8 predictions from Gartner for IT in 2011 and beyond
Gartner has recently released a number of predictions in relation to IT for 2011 and beyond. QuoStar CEO, Robert Rutherford, shares his take on the predictions.
December 1st, 2011
1. By 2015, a G20 nation’s critical infrastructure will be disrupted and damaged by online sabotage.
This is a real danger now and it’s just a matter of time before something catastrophic happens. I can certainly see governments taking greater control over the internet in the coming years to protect their nations. I believe the days of a completely open internet are over; the world and the internet are different places to what they were 10 years ago.
2. By 2015, new revenue generated each year by IT will determine the annual compensation of most new Global 2000 CIOs.
The role of a CIO will certainly become more prominent going forward. This trend has been growing over the last 10 years but specifically within the last 5 or so as you have new-blood change agents entering senior ‘C’ level positions within organisations. IT is not about technology, and the new breed of business-focused CIOs know that and are going to be the stars of the boardroom. Organisations should certainly be rewarding their CIOs on the impact their IT initiatives make to the bottom line, as this will attract and retain talent.

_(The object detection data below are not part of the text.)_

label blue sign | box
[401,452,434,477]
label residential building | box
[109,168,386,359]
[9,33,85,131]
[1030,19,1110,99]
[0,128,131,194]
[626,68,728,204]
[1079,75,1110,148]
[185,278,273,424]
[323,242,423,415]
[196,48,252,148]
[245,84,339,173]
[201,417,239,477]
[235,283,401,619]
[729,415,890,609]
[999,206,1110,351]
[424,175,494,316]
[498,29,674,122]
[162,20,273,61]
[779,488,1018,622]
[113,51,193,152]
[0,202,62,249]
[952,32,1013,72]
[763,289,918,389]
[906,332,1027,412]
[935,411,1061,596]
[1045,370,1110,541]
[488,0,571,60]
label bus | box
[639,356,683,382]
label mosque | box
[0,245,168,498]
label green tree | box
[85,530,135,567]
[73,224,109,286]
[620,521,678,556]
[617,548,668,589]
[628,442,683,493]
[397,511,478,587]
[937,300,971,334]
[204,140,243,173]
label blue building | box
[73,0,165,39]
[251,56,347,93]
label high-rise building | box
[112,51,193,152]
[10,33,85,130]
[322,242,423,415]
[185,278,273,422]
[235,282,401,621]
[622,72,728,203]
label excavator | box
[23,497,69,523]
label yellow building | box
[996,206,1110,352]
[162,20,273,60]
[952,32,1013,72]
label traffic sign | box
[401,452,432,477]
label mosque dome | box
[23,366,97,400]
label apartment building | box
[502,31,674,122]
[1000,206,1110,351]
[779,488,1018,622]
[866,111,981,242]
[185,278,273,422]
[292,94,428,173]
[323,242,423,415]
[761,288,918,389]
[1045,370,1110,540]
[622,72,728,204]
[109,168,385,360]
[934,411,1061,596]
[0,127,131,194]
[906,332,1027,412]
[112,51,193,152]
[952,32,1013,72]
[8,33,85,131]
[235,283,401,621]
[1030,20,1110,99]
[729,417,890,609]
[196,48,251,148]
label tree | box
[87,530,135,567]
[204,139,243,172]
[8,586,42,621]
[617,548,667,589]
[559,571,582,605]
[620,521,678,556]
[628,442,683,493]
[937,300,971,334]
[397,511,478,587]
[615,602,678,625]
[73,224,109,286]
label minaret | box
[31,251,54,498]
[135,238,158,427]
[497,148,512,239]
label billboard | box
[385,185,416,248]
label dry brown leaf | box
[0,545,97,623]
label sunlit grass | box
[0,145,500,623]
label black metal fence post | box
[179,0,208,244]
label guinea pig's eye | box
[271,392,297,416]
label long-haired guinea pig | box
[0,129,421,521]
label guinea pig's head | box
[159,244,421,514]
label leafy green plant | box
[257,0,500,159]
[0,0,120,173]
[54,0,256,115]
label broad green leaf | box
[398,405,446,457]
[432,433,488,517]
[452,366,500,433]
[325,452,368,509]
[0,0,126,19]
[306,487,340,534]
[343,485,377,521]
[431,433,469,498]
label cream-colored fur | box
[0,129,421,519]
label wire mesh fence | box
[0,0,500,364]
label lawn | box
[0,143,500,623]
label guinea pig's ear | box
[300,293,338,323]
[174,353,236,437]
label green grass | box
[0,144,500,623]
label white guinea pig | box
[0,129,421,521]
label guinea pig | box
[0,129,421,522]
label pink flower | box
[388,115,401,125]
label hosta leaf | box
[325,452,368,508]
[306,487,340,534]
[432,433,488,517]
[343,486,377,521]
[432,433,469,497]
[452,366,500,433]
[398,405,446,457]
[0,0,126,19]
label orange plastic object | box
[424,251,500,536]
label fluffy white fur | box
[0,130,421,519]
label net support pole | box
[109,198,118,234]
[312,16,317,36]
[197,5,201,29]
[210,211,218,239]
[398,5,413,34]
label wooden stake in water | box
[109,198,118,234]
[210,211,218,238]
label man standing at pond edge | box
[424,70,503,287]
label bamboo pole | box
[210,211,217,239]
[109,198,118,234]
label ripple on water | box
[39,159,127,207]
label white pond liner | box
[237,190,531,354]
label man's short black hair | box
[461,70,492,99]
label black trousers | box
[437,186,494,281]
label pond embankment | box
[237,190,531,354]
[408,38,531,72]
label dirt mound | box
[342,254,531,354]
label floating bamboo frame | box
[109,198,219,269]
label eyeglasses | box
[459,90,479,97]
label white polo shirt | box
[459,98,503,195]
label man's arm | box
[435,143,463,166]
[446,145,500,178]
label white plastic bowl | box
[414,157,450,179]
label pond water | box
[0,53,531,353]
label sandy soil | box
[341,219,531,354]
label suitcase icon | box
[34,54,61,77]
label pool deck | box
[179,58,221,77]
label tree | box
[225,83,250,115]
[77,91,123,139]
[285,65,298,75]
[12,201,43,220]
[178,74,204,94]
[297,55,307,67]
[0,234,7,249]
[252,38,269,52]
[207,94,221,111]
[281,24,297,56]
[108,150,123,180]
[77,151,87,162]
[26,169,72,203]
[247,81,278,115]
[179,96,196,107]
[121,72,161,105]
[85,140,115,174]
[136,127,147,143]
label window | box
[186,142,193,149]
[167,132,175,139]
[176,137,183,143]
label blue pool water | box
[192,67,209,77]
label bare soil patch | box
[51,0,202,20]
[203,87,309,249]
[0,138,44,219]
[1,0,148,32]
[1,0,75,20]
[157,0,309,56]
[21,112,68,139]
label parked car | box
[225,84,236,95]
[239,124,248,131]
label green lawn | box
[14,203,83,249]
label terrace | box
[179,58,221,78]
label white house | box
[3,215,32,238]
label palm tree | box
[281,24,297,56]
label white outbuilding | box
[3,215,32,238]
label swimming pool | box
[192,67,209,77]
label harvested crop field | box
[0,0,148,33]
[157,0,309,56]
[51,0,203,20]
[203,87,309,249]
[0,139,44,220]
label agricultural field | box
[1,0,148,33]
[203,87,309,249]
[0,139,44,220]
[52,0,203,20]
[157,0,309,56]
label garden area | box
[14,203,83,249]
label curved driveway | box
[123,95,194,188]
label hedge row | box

3. By 2015, information-smart businesses will increase recognized IT spending per head by 60%
I see this as a realistic figure. There is obviously a balance and the additional expenditure needs to be measured against the returns. I am passionate about the difference IT can make but at times I despair at the levels overinvestment I see.
4. By 2015, tools and automation will eliminate 25% of labour hours associated with IT services.
This could be realistic but that may not necessarily equate to a cost-reduction. Organisations need to be smart in how they implement new technologies and systems to ensure that they aren’t just moving costs around.
5. By 2015, 20% of non-IT Global 500 companies will be cloud service providers.
I’m not really sure about this one in terms of ‘non-IT’ companies. I’d be interested in discussing these further and seeing/hearing examples. I’ve certainly seen it in the public-sector, i.e. where a council supplies IT service out of its data centre to other councils and public sector organisations – to the detriment of private businesses I should add.
6. By 2014, 90% of organizations will support corporate applications on personal devices.
I don’t really agree with this point. I just see the security risks, even if users are mainly accessing ‘cloud-based’ services.
7. By 2013, 80% of businesses will support a workforce using tablets.
If ’support’ simply means that a company has a relatively small percentage of tablet devices that IT supports then that’s realistic. If there is an expectation that the majority of users will be using tablets then it’s not. In all honesty tablet machines aren’t anything new – the iPad is. The iPad or any other tablet device is not going to revolutionise business but they obviously have their uses in specific circumstances.
8. By 2015, 10% of your online “friends” will be nonhuman.
Gartner suggests that by 2015 we’ll be talking with social bots in communities. I think we’ll certainly see an initial rise in this area but whether it can be sustained will be interesting, i.e. will it just turn into another form of SPAM? I think we are getting close to information overload and we all just want to speak to people at the end of the day.
I’m certainly looking forward to seeing what happens over the next few years when we raise out of this global crisis.